While privacy enthusiasts swear against any form of profiling, it is necessary for all industry regulators to reflect on the theory of marketing and advertising. Privacy activists need to be convinced that marketing and advertising are not concepts that are evil but have a beneficial purpose. Just like we balance the right to privacy with the right to free speech and national security, we need to also balance privacy rights with the legitimate business interests of the online advertising industry.

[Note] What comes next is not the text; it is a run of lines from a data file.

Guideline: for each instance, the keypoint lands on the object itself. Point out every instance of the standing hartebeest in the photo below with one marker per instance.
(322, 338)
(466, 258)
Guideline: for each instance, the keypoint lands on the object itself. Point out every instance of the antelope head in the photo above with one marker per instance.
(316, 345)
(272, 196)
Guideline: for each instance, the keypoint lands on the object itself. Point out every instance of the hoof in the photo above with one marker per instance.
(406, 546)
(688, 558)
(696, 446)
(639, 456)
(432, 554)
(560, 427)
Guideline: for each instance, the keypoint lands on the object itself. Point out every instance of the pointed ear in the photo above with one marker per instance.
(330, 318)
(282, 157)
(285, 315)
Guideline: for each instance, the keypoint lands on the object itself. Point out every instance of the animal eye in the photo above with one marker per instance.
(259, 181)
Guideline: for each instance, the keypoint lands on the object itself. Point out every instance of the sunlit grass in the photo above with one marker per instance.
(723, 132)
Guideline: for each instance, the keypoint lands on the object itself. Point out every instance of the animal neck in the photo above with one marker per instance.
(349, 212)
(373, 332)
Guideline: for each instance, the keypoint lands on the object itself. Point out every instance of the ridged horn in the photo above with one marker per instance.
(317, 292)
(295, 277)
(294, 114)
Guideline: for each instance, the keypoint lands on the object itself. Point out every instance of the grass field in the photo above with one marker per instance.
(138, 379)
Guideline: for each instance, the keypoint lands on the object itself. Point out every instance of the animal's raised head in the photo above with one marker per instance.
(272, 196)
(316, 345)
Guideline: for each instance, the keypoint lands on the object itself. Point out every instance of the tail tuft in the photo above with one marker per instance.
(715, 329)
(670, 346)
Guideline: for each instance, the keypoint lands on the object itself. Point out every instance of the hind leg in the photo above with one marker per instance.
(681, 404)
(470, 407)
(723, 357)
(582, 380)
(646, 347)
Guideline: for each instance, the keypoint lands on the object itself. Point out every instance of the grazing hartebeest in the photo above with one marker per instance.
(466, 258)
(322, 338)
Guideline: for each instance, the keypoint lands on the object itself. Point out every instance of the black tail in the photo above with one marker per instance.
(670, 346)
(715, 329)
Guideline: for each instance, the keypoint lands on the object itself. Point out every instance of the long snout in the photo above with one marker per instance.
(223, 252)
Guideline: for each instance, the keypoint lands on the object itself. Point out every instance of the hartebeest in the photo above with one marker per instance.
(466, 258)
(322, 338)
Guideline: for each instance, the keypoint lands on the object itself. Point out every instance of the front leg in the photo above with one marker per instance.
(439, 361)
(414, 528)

It is a fundamental aspect of marketing that advertising is communication with a prospective consumer where the benefits of a product are explained and, to be effective, it should be targeted. Targeting is through market segmentation and catchy advertisement copy. Though some creative innovation is part of advertising, the strategy for selection of the target audience is based on market segmentation and choosing the content is based on the identified purchase behaviour of the consumer.

Hence, consumer behaviour research is the foundation of marketing and advertising. It is this research which privacy laws try to paint as profiling and curb. Those privacy enthusiasts who came down heavily on Facebook for targeting political ads during the last US presidential elections or during the UK referendum on Brexit are ignoring the fact that profiling of consumers is basic to any marketing activity and just because we do not like the end result of a targeted ad campaign, we cannot stop it.

Even in India, there have been ad campaigns of note during the Rajiv Gandhi and Vajpayee times. The success of political marketing strategy consultants such as Prashant Kishor and the booth-level targeting of voters inherent in Amit Shah’s election strategy, indicate the role of profiling for political campaigns. Such profiling activity like that of Amazon or Google are activities which are essential for economic development and should not be curbed in the name of privacy.

The withdrawal by Twitter of political ads should not, therefore, be converted into a demand for Facebook also to withdraw from political ads. What we need to debate is how to develop a regulatory framework for online ads. Perhaps it is time for the government and the ASCI to put together an expert committee to study the regulatory requirements of the online ad industry before the implementation of PDPA and ensure that data protection regulations do not place impossible restrictions around the digital marketing and advertising industry.

If the digital marketing industry in India does not act now, it will regret its complacency later after the PDPA becomes law.